Metadata-Version: 2.4
Name: nextraci
Version: 0.0.0
Summary: Who's allowed to do what, and who's accountable, on a team of humans and AI agents: a machine-checkable RACI charter + linter.
Author: nextRACI contributors
License: MIT
Project-URL: Homepage, https://github.com/jing-ny/nextraci
Keywords: ai-agents,raci,governance,rbac,accountability,charter
Requires-Python: >=3.11
Description-Content-Type: text/markdown
License-File: LICENSE
Requires-Dist: pydantic>=2.6
Requires-Dist: typer>=0.12
Requires-Dist: pyyaml>=6.0
Provides-Extra: dev
Requires-Dist: pytest>=8.0; extra == "dev"
Dynamic: license-file

# nextRACI — who's allowed to do what, and who's accountable, on a team of humans and AI agents

> When an AI agent does something on your team — ships code, sends a message,
> spends money — and no human pressed the button, **who is accountable?**
> nextRACI is one plain-language file that answers that up front, for every kind
> of action: who may do it, who signs off, and who owns the outcome.

For decades, teams have used **RACI** — a simple chart of who is *Responsible,
Accountable, Consulted, and Informed* for each kind of work. RACI quietly assumes
a person starts every task. AI agents break that assumption: they can act on
their own, but someone human must still answer for what they do.

**nextRACI brings RACI into the age of AI agents.** You write one file — a
*charter* — that lists, for each type of action on your team:

- who **does** it (Responsible),
- who is **accountable** (exactly one person or role),
- who must be **consulted** or kept **informed**,
- who has to **approve** it first, and
- what happens if the one who should act is **unavailable**.

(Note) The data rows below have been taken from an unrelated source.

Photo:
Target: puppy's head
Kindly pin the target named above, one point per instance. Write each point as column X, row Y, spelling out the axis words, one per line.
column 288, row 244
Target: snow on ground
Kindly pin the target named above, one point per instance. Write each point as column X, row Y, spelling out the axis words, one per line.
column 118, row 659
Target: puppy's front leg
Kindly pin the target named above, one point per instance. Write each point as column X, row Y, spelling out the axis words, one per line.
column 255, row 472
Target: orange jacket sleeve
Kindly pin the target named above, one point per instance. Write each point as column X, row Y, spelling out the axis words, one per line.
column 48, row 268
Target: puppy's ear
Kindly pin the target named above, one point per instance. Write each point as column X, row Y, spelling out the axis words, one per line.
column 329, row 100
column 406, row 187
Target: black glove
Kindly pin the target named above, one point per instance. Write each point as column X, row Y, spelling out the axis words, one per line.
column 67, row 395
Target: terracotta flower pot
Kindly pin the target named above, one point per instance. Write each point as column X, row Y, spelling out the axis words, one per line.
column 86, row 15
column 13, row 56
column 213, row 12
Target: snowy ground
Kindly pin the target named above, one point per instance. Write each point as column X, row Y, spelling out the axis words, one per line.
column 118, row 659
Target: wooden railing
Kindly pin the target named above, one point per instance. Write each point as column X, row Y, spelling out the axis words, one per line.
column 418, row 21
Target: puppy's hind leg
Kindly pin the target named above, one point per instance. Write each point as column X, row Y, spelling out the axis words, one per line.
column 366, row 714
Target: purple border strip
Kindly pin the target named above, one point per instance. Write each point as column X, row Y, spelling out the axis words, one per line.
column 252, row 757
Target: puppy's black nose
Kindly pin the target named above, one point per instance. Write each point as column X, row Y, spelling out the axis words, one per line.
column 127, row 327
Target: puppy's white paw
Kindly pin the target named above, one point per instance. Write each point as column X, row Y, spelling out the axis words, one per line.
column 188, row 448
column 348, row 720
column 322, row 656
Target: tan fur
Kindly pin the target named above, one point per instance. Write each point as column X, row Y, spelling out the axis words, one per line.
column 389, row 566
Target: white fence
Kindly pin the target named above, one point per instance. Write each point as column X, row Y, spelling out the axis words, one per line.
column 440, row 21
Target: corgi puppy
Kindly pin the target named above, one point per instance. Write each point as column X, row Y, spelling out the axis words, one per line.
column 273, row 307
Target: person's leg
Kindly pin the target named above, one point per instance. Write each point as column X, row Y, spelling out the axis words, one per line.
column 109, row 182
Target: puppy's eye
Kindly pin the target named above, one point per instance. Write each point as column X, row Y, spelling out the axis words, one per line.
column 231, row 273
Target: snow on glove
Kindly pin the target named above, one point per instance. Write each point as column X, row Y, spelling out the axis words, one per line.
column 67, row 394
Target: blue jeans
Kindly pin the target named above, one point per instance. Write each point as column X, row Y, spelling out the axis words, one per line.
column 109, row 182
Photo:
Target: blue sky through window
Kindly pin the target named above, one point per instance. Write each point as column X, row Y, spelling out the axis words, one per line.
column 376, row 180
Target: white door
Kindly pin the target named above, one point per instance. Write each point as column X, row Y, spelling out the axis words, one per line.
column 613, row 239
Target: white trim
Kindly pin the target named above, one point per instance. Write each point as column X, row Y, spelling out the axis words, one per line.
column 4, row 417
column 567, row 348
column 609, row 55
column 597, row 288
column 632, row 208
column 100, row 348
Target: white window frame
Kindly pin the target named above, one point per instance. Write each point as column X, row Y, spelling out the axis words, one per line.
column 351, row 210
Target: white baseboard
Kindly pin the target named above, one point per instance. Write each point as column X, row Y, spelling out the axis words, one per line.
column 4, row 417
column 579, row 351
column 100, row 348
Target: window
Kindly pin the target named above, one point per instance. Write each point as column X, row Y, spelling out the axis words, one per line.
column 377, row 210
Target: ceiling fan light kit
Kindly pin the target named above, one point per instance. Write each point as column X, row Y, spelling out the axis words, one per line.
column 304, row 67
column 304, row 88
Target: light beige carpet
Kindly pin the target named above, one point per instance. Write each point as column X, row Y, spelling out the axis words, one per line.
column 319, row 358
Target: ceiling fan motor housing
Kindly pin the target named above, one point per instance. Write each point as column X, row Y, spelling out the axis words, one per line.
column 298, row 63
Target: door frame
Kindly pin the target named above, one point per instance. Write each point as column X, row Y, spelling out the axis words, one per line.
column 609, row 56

A built-in checker reads the charter and flags the gaps before they bite: an
action with no one accountable, two people who both think they're in charge, or
an approval step that could quietly stall forever.

```bash
pip install nextraci
nextraci validate examples/sprout/charter.yaml
```

## What nextRACI is (and isn't) yet

**Today, nextRACI helps you write the charter and checks that it holds together.**
You get:

- a clear format for the charter file,
- an automatic checker that catches gaps, conflicts, and approval steps that could
  deadlock,
- a worked example and a blank template to start from.

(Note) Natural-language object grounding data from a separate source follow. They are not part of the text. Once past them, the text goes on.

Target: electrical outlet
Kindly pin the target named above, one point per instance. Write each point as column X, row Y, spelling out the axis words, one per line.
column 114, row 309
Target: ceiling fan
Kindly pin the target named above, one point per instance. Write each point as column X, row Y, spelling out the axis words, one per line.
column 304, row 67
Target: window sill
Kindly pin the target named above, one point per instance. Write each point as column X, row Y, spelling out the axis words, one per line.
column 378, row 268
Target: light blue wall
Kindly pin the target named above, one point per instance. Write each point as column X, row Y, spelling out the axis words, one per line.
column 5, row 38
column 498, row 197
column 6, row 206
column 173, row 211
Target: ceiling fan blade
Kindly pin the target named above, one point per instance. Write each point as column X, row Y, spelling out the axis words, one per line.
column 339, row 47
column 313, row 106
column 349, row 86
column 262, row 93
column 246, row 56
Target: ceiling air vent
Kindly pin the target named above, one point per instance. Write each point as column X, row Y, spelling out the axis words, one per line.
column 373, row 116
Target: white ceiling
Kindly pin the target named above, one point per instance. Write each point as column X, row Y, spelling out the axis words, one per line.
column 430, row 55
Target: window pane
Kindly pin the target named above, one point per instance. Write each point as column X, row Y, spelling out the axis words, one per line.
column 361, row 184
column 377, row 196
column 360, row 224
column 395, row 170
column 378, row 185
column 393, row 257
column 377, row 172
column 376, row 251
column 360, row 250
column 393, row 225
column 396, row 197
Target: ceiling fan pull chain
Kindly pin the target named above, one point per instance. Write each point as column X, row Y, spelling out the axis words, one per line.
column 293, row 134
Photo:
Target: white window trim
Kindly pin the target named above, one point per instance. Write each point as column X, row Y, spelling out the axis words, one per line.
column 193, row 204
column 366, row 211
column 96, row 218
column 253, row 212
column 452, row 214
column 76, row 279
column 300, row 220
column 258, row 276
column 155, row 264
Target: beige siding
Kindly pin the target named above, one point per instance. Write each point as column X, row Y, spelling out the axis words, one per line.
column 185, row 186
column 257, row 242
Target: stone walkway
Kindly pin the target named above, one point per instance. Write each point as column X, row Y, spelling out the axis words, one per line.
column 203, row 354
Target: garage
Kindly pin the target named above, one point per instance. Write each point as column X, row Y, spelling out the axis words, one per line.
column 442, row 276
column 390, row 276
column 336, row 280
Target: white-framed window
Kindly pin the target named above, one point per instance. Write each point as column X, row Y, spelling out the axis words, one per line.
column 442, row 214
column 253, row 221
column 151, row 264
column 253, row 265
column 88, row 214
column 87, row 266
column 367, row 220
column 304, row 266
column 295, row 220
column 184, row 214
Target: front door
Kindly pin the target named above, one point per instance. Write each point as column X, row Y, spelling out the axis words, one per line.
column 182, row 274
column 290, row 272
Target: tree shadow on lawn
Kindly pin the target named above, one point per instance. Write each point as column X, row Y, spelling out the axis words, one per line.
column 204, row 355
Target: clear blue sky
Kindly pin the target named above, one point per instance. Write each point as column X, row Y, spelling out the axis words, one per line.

**nextRACI does not run your team — yet.** It doesn't (today) intercept actions or
enforce approvals at the moment they happen. Tools like LangGraph, CrewAI, and
HumanLayer already handle *running* agents and pausing them for sign-off. nextRACI
sits one level up and answers what they don't: *on this specific team, who is
allowed to do what, and who breaks a tie.* Turning the charter into live, enforced
approvals is the next milestone on the roadmap — not a claim about today.

## The gap we fill

Today, RACI is mostly applied at the *governance* level — the boardroom and
compliance question of "who answers for the AI system as a whole" (the concern
behind standards like ISO/IEC 42001 and the EU AI Act). What's missing is the
*operating* level: a precise, machine-checkable charter for the day-to-day, where
the AI agents themselves hold real roles and the rules can be verified by a tool
instead of living in a slide deck. That everyday accountability — for the exact
moment an agent acts on its own — is what nextRACI covers.

## The core model (three independent questions)

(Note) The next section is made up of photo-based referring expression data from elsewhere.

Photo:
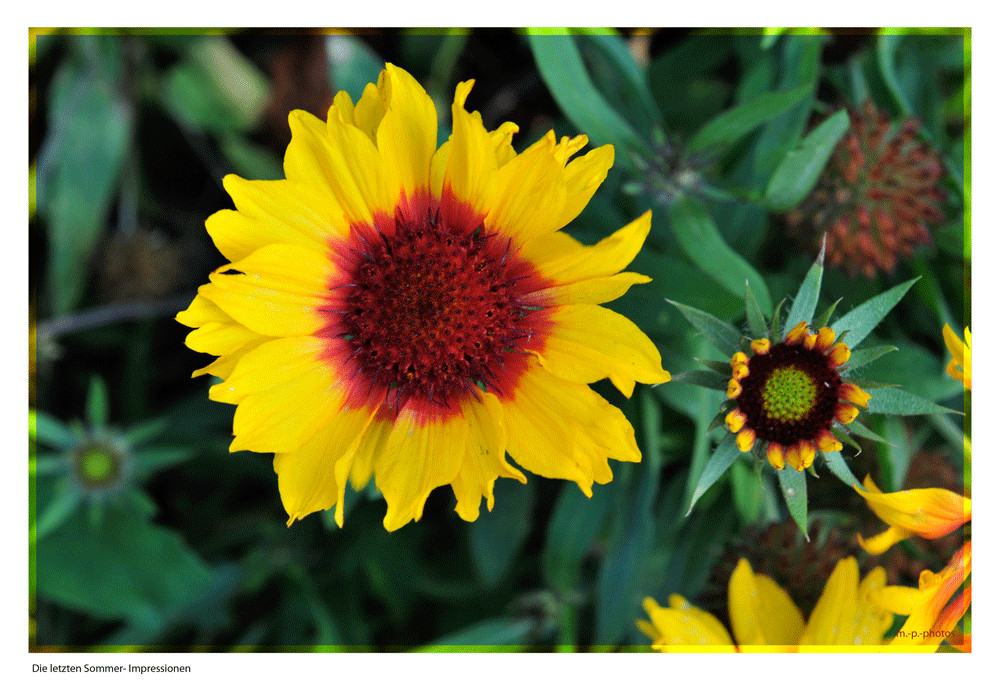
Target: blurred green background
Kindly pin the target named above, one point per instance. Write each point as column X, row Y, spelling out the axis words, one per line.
column 146, row 531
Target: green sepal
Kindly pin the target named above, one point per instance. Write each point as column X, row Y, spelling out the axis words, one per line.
column 793, row 488
column 862, row 320
column 709, row 379
column 755, row 317
column 892, row 400
column 722, row 459
column 722, row 335
column 722, row 367
column 865, row 356
column 838, row 466
column 804, row 304
column 824, row 318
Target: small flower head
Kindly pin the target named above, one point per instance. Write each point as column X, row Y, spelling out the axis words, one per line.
column 789, row 394
column 877, row 197
column 960, row 366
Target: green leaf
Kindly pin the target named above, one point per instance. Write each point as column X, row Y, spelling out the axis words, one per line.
column 895, row 401
column 755, row 317
column 215, row 88
column 562, row 68
column 134, row 569
column 502, row 634
column 835, row 462
column 576, row 522
column 52, row 432
column 497, row 536
column 351, row 65
column 804, row 304
column 701, row 241
column 800, row 169
column 722, row 459
column 709, row 379
column 747, row 496
column 793, row 488
column 625, row 82
column 723, row 336
column 80, row 164
column 862, row 320
column 97, row 403
column 863, row 357
column 731, row 125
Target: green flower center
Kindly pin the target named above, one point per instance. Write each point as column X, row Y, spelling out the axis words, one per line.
column 97, row 466
column 789, row 394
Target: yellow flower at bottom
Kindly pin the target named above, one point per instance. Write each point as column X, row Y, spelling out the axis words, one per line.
column 413, row 314
column 764, row 618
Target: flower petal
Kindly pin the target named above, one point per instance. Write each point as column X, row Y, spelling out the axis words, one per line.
column 565, row 430
column 761, row 613
column 314, row 477
column 266, row 295
column 588, row 343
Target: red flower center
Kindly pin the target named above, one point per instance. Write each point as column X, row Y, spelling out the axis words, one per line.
column 427, row 309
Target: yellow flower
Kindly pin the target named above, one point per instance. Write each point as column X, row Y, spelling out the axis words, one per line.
column 930, row 513
column 764, row 618
column 929, row 620
column 410, row 313
column 789, row 393
column 961, row 356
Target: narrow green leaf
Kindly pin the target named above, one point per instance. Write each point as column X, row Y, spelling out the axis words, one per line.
column 575, row 524
column 722, row 459
column 824, row 318
column 799, row 170
column 565, row 74
column 709, row 379
column 723, row 336
column 497, row 536
column 863, row 357
column 860, row 429
column 701, row 241
column 52, row 432
column 490, row 635
column 804, row 304
column 895, row 401
column 97, row 403
column 747, row 496
column 862, row 320
column 733, row 124
column 793, row 488
column 838, row 466
column 755, row 317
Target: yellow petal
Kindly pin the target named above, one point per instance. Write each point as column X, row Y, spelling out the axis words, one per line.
column 407, row 134
column 471, row 161
column 845, row 614
column 271, row 384
column 560, row 257
column 761, row 613
column 484, row 457
column 314, row 477
column 420, row 455
column 588, row 343
column 681, row 626
column 593, row 291
column 278, row 211
column 931, row 513
column 268, row 296
column 565, row 430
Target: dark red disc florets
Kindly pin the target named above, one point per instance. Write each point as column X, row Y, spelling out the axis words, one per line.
column 427, row 308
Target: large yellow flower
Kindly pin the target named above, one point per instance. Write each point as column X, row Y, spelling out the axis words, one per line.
column 412, row 313
column 847, row 616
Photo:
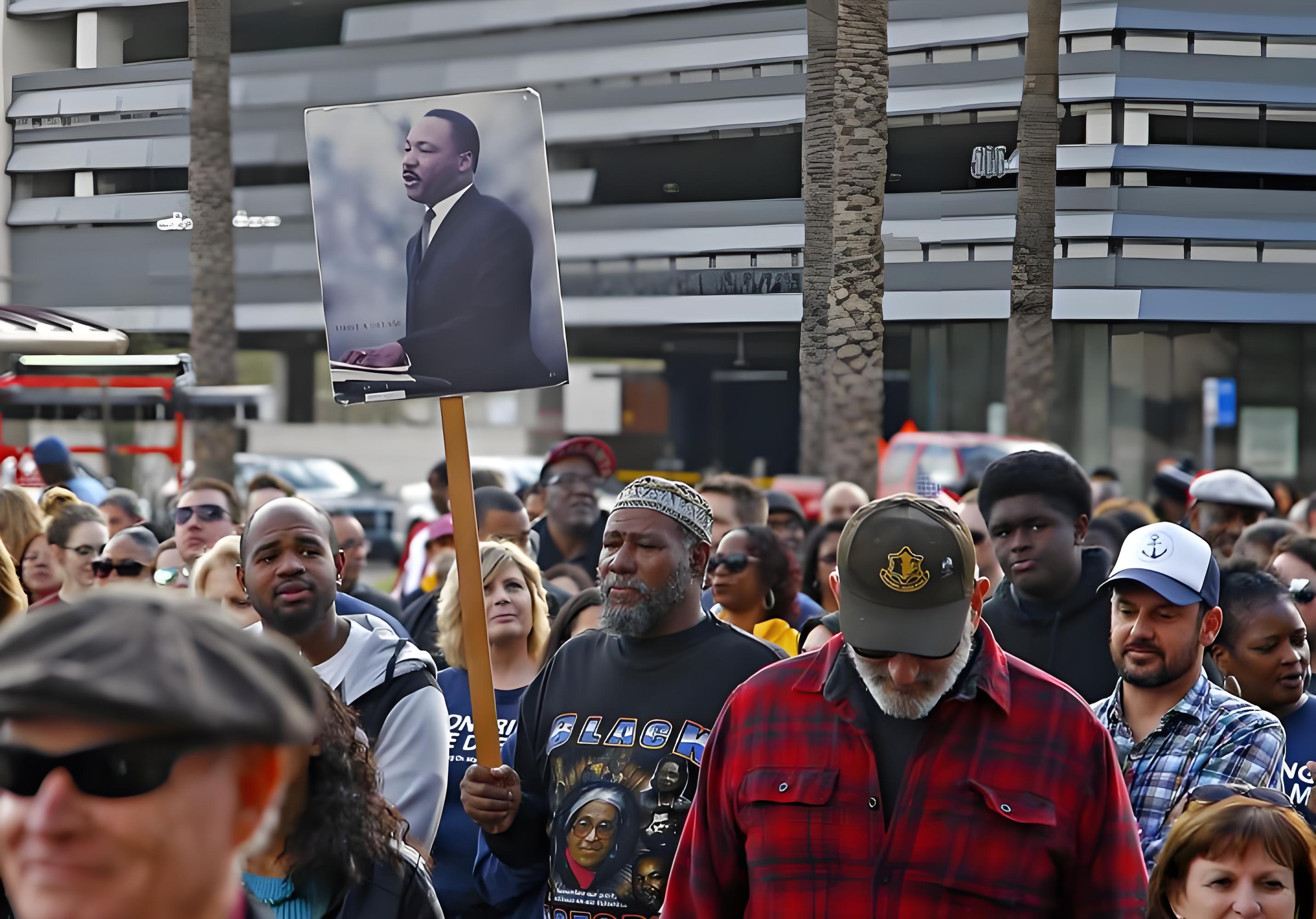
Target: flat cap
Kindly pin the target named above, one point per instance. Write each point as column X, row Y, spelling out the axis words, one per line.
column 157, row 661
column 1230, row 486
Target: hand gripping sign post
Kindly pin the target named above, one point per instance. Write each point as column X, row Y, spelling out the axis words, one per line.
column 440, row 277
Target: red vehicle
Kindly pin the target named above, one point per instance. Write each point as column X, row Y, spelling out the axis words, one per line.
column 952, row 460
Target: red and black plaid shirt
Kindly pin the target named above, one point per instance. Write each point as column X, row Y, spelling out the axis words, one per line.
column 1012, row 805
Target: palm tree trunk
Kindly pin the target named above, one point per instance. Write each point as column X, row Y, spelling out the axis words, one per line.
column 1030, row 348
column 214, row 343
column 819, row 168
column 853, row 366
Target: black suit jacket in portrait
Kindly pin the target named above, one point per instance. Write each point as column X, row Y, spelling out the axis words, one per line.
column 469, row 301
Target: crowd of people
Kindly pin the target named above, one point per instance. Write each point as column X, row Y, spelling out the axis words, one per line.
column 1041, row 698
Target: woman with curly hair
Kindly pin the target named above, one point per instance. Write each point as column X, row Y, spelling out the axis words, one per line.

Most "who does what" confusion comes from mixing up three different questions.
nextRACI keeps them separate:

| Question        | What it asks                      | Example |
|-----------------|-----------------------------------|---------|
| **Function**    | What do you *do*?                 | Orchestrate, Build, Advise, Investigate, Review, Watch |
| **Permission**  | What may you *touch*?             | `edit_code`, `merge`, `deploy`, `spend`, … granted **or explicitly denied** |
| **Authority**   | Whose call *wins* in a conflict?  | In v0.1, expressed via each action's `accountable` |

The proof they're separate: a **domain expert can be _accountable_ for a fact,
_denied_ the right to touch code, yet able to _block_ a merge on correctness
grounds** — all at once, none implying the others.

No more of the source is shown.